Get your parachute ready: radical design plans have been unveiled for a skyscraper (Earthscraper? Ed) that hovers over the Earth.
The futuristic ‘Analema Tower’ revealed by New York-based architects Clouds AO, proposes building from the sky down as opposed to from the ground up.
According to the agency it is possible to strap or hang a building to an ASTEROID orbiting the Earth with such precision that the building floats just above the surface.
The design deploys a ‘Universal Orbital Support System’ (UOSS) in which high-strength cables are attached to an asteroid lowered over Earth. Seriously,
The tower is suspended from this cable, effectively floating over our planet as the asteroid orbits above.
The high rise would travel in a 24-hour figure-eight cycle over major cities across northern and southern hemispheres, returning to exactly the same position in the sky each day, Clouds AO Architects explain.
Leaving the building, as it were, going for a walk, requires a parachute.
The building would be divided into sections dedicated to different activities, with businesses occupying the lower end of the tower and residents living two-thirds of the way up. The higher level floors are to be reserved for ‘devotional activities’.
The size and shape of the windows would change throughout the building depending on pressure and temperature changes between floors. Upper windows, which will have more sunlight hours due to the curvature of the Earth, would have rounded elevations to cope with the increased pressure.
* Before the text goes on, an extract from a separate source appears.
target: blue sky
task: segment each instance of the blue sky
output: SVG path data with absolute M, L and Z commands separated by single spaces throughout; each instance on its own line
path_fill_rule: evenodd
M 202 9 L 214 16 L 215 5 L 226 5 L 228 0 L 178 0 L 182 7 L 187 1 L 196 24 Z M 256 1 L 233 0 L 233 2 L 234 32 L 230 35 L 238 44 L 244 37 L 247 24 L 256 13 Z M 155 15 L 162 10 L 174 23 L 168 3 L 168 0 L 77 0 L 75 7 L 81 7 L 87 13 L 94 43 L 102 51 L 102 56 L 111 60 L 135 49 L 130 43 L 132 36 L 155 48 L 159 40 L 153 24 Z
Solar panels would generate power and water would be collected from cloud condensation and rain.
The designers believe that the whopping cost of construction would be recovered by charging high rents. “If the recent boom in residential towers proves that sales price per square foot rises with floor elevation, then Analemma Tower will command record prices, justifying its high cost of construction,” the company said.
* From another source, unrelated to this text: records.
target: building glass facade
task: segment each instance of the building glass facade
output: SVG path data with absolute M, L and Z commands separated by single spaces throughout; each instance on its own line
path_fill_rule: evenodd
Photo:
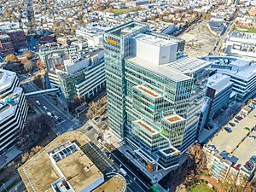
M 177 44 L 176 61 L 187 68 L 172 62 L 150 67 L 150 61 L 137 59 L 141 34 Z M 208 64 L 183 56 L 183 40 L 133 21 L 108 31 L 104 47 L 110 130 L 148 172 L 178 166 L 180 154 L 196 139 Z

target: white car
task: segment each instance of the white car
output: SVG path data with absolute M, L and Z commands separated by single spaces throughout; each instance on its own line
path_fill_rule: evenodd
M 39 101 L 38 101 L 38 100 L 37 100 L 37 101 L 36 101 L 36 103 L 37 103 L 38 106 L 40 106 L 40 105 L 41 105 L 41 103 L 39 102 Z
M 256 137 L 255 136 L 249 136 L 248 138 L 254 140 L 254 139 L 256 139 Z

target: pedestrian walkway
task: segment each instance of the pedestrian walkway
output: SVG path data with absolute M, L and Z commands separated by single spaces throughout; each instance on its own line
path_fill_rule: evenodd
M 203 176 L 203 175 L 198 176 L 198 177 L 200 179 L 202 179 L 202 180 L 205 180 L 205 181 L 208 182 L 210 184 L 212 184 L 218 190 L 218 192 L 224 192 L 222 187 L 220 186 L 219 183 L 217 183 L 217 181 L 215 179 L 211 178 L 211 177 L 207 177 L 207 176 Z

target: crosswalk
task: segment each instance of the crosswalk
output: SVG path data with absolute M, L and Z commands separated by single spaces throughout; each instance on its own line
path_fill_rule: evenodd
M 100 148 L 101 151 L 103 151 L 104 148 L 105 148 L 105 146 L 102 145 L 102 144 L 100 143 L 96 143 L 96 146 L 98 147 L 98 148 Z

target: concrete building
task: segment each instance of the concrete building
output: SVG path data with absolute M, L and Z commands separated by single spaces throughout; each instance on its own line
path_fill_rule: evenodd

The company has assured those who think the plan sounds more fiction than fact that the proposal is not beyond the realms of reality - pointing to the European Space Agency’s plan for asteroid mining and NASA’s scheduled asteroid retrieval mission of 2021.
Clouds AO is itself no stranger to space exploration projects, previously winning NASA’s 3D Printed Habitat Challenge for Mars with its concept the Mars Ice Home.